Congratulations David, Benjy and Eguele for making your 1000 + posts. Thank you guys for all your help.

Congratulations!!!


----------



## Cath.S.

DAVID AND BENJY!​

 



* Egueule *​


----------



## lauranazario

Hey... this is our first "triplets" celebration!!!   

Congratulations to the whole "gang"!!!!  

Saludos,
LauraN.


----------



## araceli

Felicitaciones a los tres


----------



## Cath.S.

Lancelot, salamat! 
Laura y Araceli, muchas gracias!


----------



## Lancel0t

egueule said:
			
		

> Lancelot, salamat!



"Walang anuman" - Your welcome.


----------



## cuchuflete

Congratulations Fellow Foreros!!


----------



## Cath.S.

How do you say "thank you, Cuchuflete" in English?
Oh yes, that's right, I remember: thank you, Cuchuflete!
p.s. I just love the image you posted!


----------



## cuchuflete

egueule said:
			
		

> How do you say "thank you, Cuchuflete" in English?
> Oh yes, that's right, I remember: thank you, Cuchuflete!
> p.s. I just love the image you posted!



Dearest Egueule,
Let me congratulate you.  The improvement in your English from the first to the second line of your message was cause for much rejoicing and mirth in the land!

Ah...the image...sort of like Hieronymous Bosch after eating fresh raspberries, on an uncommonly happy day in the sunshine....
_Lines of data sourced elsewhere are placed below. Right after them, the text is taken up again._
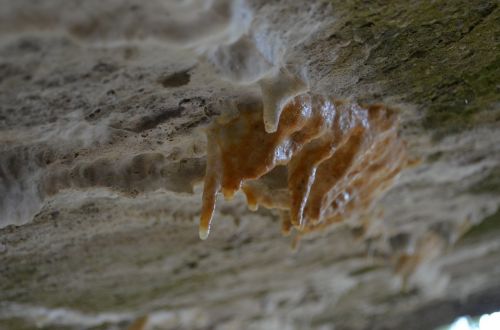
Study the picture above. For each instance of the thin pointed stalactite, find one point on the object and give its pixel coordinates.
(338, 156)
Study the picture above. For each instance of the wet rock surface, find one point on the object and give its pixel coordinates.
(102, 154)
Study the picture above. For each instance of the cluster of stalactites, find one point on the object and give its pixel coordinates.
(338, 156)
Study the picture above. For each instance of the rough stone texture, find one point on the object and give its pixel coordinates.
(102, 106)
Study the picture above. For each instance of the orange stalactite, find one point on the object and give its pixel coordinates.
(339, 156)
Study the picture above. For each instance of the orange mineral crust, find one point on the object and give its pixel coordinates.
(327, 161)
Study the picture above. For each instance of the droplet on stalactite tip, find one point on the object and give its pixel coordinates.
(337, 156)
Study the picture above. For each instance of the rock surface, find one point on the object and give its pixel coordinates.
(102, 153)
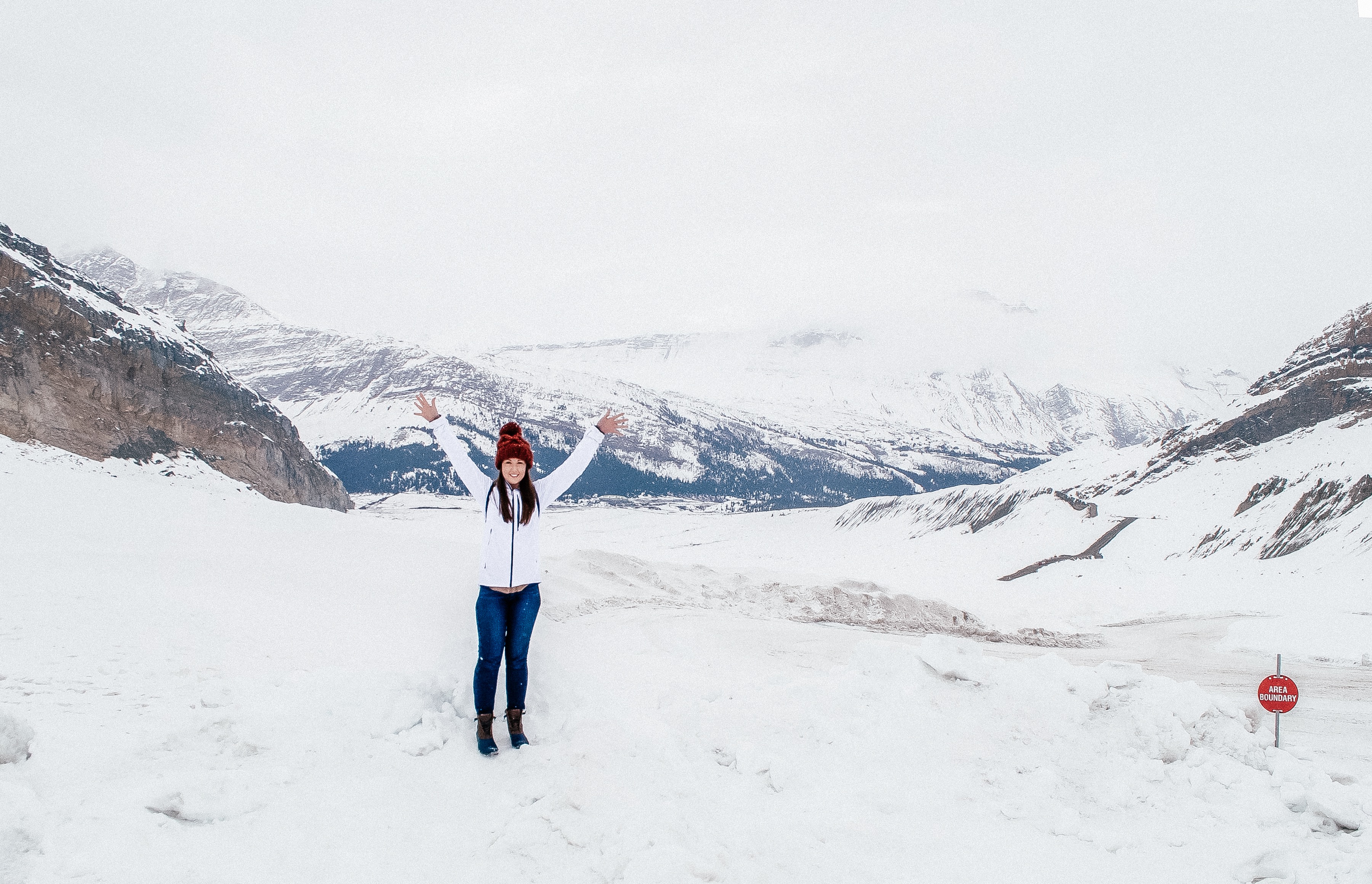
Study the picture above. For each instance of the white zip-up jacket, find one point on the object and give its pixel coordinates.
(509, 550)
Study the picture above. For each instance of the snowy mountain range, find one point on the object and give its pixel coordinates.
(1285, 468)
(83, 370)
(799, 420)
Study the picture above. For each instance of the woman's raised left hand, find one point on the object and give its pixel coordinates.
(611, 425)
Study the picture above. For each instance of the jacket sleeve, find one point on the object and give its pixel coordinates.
(471, 475)
(556, 484)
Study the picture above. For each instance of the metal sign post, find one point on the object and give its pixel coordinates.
(1278, 695)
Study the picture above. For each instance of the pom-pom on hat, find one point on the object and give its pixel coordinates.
(512, 445)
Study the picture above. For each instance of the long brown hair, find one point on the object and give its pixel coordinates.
(527, 497)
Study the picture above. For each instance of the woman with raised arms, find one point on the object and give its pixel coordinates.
(508, 599)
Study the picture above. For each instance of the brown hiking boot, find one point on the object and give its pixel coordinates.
(515, 720)
(485, 740)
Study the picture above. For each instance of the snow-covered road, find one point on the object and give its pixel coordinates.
(228, 690)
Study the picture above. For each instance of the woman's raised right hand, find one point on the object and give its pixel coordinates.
(429, 408)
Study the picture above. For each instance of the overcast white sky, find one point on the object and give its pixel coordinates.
(1186, 178)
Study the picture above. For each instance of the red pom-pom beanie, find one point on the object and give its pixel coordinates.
(512, 445)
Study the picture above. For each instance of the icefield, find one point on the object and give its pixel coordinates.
(198, 684)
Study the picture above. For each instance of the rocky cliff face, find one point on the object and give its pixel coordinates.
(87, 372)
(1327, 377)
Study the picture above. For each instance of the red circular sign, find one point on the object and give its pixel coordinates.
(1278, 694)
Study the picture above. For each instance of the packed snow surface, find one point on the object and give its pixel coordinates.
(223, 688)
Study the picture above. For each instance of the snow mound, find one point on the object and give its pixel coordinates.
(16, 738)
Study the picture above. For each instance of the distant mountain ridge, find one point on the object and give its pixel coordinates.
(83, 370)
(352, 400)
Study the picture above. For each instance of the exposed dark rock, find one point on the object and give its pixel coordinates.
(1327, 377)
(1342, 351)
(1313, 515)
(1260, 493)
(1077, 504)
(90, 374)
(1090, 552)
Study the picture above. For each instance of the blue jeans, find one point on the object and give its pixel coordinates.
(504, 625)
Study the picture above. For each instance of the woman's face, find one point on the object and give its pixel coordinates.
(514, 470)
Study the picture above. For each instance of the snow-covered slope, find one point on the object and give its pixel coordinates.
(83, 370)
(1286, 468)
(842, 385)
(789, 427)
(286, 698)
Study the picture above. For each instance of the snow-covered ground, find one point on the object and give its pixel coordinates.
(221, 688)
It's a pleasure to share in celebrating with you...not only for the number of posts, but for the quality of your ideas, heartfelt feelings, and the good grace you bring to the forums.  It's a pleasure to have such fine colleagues.

Thanks to you,
Cuchu


----------



## Artrella

Wow!!! Congratulations x 3 !!!!​


----------



## fetchezlavache

congratulations to you, three otterly indispensable members !!


----------



## walnut

Auguri David!  Auguri Benjy!  Auguri Egueule!  Walnut


----------



## ITA

¡¡¡FELICIDADES PARA LOS TRES!!!


----------



## alc112

Felicitaciones a los tres por los 1000 posts
y felicitaciones a Lancet0t por sus 300


----------



## Carlos Martínez Riera

Felicidades a los tres y, en especial, a egueule, con quien tengo el placer de encontrarme a diario por los foros, y de quien aprendo casi todos los días algo nuevo y sorprendente.
Los 2.000 están ya próximos. ¡¡¡¡A por ellos!!!


PS: Je ne peux pas m'empêcher, sans que je puisse savoir pourquoi, de prononcer toujours _egueule_ comme _eagle_, mais avec accent français. C'est pourquoi je t'offre aujourd'hui une image très belle de la très belle nébuleuse de l'aigle, sur le ciel du sud.

Salut

Carlos




Source: *antwrp.gsfc.nasa.gov/ apod/ap030213.html*


----------



## Cath.S.

*Merci beaucoup à tous, amis du forum! *
*Muchas gracias a todos,amigos del foro! *
*Thanks to all, forum friends! *
*Tante grazie a tutti, amicidel forum! *


----------